A-G: Toluidine blue staining of wild-type (A) and Tgfb2^−/− (B) AV cushions. Boxes in (A) and (B) are magnified in (D,E) and (F,G), respectively. Asterisks (F,G) indicate the abnormal organization and composition of cardiac jelly in mutants. Cushion endothelial cells are enlarged in mutants (arrowheads (D,F) and arrows (E,G)). C: Morphometric comparison showing significantly increased cushion endothelial cell size (mean±s.e.m) in Tgfb2^−/− embryos (*P= 0.0138). I-Q: Ultrastructural and morphometric comparison of wild-type and Tgfb2^−/− mice by transmission electron microscopy. Electron micrographs of representative E14.5 Tgfb2^+/+ (I,L,P) and Tgfb2^−/− (J,M,Q) mice, illustrating decreased endothelial junctional complexes (arrows, I,J), heterochromatin organization (arrows, L,M), and basement membrane (arrowheads, P,Q). Morphometric comparison (mean±s.e.m) of junctional complexes (H), relative heterochromatin content (K) and % of basement membrane (O) confirms these findings. *P=0.0320 (junctional complexes), 0.0306 (heterochromatin content), 8.8927e-5 (basement membrane). Images (A,B,D-G) and (I,J,L,M,P,Q) are representative of four wild-type/mutant embryo pairs. Scale: 100 µm (a,b), 25 µm (D,E,F,G), 1 µm (scale in Q applies to I,J,L,M,P). mv, mitral valves; tv, tricuspid valves; ce, cushion endothelium; cm, cushion mesenchyme; n, nucleus.

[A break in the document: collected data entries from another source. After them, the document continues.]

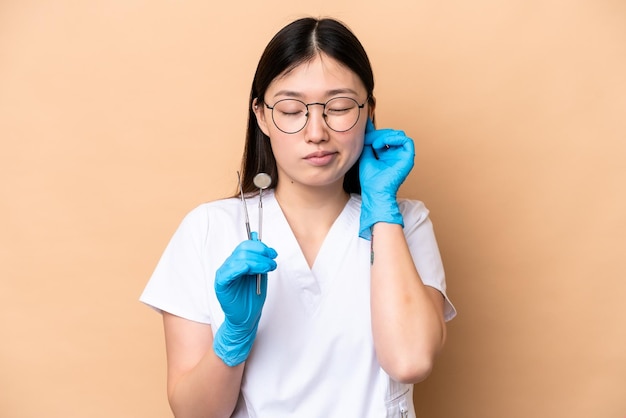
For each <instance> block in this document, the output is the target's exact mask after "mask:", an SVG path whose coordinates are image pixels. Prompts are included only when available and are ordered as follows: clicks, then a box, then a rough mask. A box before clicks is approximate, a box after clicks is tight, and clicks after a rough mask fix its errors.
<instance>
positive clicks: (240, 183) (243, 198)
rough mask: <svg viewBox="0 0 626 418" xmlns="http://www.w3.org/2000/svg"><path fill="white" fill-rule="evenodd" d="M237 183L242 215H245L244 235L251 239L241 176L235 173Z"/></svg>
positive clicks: (248, 218)
mask: <svg viewBox="0 0 626 418" xmlns="http://www.w3.org/2000/svg"><path fill="white" fill-rule="evenodd" d="M237 182H238V183H239V194H240V195H241V204H242V205H243V213H244V214H245V215H246V234H247V235H248V239H250V238H252V235H251V234H250V218H248V205H246V199H245V198H244V197H243V188H242V187H241V175H240V174H239V171H237Z"/></svg>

Fig.5. Cushion EMT marker expression in Tgfb2^−/− mice at E14.5

A-B: Q-RT-PCR (mean±s.e.m.) showing significantly decreased VE-Cad (*P=7.0000e-10) and Pecam1 (*P=0.0392) (A), and increased Fibronectin (*P = 0.0016), GalTase (*P=2.6790e-4) and Mmp2 (*P=6.4998e-6) (B) in AV explant tissue of Tgfb2^−/− mice. Each wild-type value is normalized to 1.0. C-D: Anti-VE-Cadherin staining of wild-type (C) and Tgfb2^−/− (D) mice shows that VE-Cadherin is reduced in mutants (arrows, C-D). E-F: Anti-FN staining of wild-type (E) and Tgfb2^−/− (F) mice confirms the increased FN in AV cushions of Tgfb2^−/− mice (arrow, F). Note that Tgfb2^−/− cushions in (F) are naturally enlarged. G,H: Representative western blots showing increased activated RAS (G) and unaltered total RAS (H) in Tgfb2^−/− hearts. The blots are a representative of at least 3 wild-type/mutant embryo pairs. I,J: Densitometric quantification (mean±s.e.m) confirms increased activated RAS in mutants (I) (*P=0.0394) without any significant change in the total RAS (J) (P=0.1710). K-M: Tgfb2^−/− cushions stained with IgG (K) and anti-dp-ERK (L) are compared with anti-dp-ERK stained cushions of Tgfb2^+/+ mice (M). Areas under the box in (K–M) are magnified (insets). Tgfb2^−/− cushions have increased dp-ERK (arrows, L-M). Images (C-D, E-F, K-M) are representative of at least three wild-type/mutant embryo pairs. Scale bar: 50 µm (C-D, E-F, K-M). OTC, outflow tract cushion; MV, mitral valves; M, myocardium; PV, pulmonary valves.